English Professor Rob Reginio brings love of Dylan to his scholarship and classroom

When it comes to the international community of Bob Dylan scholars, Alfred University English Professor Rob Reginio is finding himself in good company.

Reginio, who currently teaches the English class “Bob Dylan and American History and Memory,” is one of three international Dylan scholars whose work has been gathered in the new issue of Aktualitet: Litteratur, Kultur of Medier, an international journal of literature, culture and media, published by the University of Southern Denmark.

His essay, “Oh Help Me in My Weakness: Entreaties and the Dissolution of Communal Time in John Wesley Harding,” joins essays by Dylan scholars Nina Goss and Anne-Marie Mai – “two of the most provocative, engaging Dylan scholars in the world,” Reginio says.

Reginio plans to add another brick soon to the edifice of Dylan scholarship, when he completes his book, Outside the Law: The Poetics of John Wesley Harding. Reginio says he finds Dylan’s John Wesley Harding album so compelling because it seems to have sprung from Dylan’s consciousness with little to no preparatory collaboration with other musicians. Reginio notes the 1967 John Wesley Harding was recorded in only three sessions during the period when Dylan was living in Woodstock, NY in the aftermath of a serious motorcycle accident.

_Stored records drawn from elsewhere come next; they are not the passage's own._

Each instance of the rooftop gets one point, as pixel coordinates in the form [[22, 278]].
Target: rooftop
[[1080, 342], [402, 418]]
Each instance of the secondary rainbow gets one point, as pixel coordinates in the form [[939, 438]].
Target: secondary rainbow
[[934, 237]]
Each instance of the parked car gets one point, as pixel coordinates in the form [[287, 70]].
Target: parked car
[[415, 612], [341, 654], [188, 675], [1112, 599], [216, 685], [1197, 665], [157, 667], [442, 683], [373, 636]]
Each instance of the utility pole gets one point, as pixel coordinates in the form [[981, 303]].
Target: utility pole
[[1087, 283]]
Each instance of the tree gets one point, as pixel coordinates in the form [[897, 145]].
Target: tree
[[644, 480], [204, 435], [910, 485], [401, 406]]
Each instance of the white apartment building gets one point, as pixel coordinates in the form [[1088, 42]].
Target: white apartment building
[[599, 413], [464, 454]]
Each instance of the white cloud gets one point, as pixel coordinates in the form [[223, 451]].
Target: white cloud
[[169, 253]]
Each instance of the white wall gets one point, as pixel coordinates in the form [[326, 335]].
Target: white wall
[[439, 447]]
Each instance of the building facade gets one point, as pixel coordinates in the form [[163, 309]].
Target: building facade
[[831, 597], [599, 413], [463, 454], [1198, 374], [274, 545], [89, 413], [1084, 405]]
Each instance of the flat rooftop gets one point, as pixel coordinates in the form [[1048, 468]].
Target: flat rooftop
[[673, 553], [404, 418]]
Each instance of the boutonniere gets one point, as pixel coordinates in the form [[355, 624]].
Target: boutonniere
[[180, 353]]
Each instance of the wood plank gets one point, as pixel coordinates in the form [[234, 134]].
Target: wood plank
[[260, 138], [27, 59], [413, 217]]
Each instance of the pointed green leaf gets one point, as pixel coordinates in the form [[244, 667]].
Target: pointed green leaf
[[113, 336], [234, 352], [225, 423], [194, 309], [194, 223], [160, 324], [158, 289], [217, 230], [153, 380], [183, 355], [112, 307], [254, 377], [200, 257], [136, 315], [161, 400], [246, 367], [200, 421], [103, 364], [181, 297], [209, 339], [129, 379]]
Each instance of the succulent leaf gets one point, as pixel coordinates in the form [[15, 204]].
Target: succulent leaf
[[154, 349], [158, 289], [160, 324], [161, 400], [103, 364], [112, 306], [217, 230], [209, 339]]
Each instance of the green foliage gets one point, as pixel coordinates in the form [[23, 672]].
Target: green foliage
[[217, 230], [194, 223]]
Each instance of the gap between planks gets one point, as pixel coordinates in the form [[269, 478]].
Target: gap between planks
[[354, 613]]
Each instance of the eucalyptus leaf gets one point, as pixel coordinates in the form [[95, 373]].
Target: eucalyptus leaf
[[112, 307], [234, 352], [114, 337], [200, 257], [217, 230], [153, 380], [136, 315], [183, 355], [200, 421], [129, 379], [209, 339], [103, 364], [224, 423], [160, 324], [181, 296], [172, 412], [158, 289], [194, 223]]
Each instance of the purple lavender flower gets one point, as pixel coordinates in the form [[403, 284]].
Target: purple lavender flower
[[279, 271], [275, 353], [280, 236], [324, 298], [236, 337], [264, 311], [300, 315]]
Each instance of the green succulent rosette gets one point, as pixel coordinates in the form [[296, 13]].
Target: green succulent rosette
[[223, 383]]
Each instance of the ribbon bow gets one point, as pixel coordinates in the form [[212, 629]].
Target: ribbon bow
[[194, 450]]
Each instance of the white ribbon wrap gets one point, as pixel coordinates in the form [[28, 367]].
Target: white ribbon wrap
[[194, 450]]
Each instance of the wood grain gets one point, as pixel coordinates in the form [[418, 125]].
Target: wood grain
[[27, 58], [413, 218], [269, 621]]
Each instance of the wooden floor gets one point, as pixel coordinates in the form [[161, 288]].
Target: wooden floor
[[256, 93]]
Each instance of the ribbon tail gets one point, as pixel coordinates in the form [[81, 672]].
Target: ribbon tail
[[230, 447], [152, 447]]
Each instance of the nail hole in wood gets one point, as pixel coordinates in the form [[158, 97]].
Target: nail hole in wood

While Reginio works on his Dylan scholarship, his students encounter a musician older than most of their grandparents, but whose music nevertheless reaches out and takes hold. For many students, the 82-year-old Dylan is a fresh voice on their musical landscapes.

Deni Heath, a fourth-year student from Brooklyn, NY, says she had never heard of Dylan before she began studying with Reginio. Now she describes Dylan as “a pretty fun dude,” and she admires Dylan’s independent, no-compromise personality.

“I gravitate more towards rock and roll,” she says. “But Dylan has an attitude: I’m not going to take any BS from anyone. I just found him such an interesting person. I wonder how a person like that wakes up and says, ‘I’m gonna do this now.’ He’s kind of an inspiration."

Like Health, fourth-year student Monica Nowik says she had never encountered a Dylan song before taking Reginio’s class. “Heard about him, never listened to him,” she says. “Now I’m always happy to sit and talk about Bob Dylan.”

She also has tickets to watch Dylan in concert later this month. Her favorite Dylan song? “Maybe ‘Like a Rolling Stone.’ I mean, ‘How do you feel?’ It’s a question you feel called upon to answer, but you can’t just do that. Not easily.”

Reginio himself says teaching Dylan with this group of Alfred University students is especially rewarding because of the students' fresh perspectives on the music and lyrics. “Their insights are brilliant, and I get to see Dylan’s songs in new lights. It’s so hard to talk about this music, because it hits you in a visceral way, but these students are succeeding. They’re finding ways of putting their fresh experience of Dylan into words, and that makes being in their company, in a classroom, really rewarding.”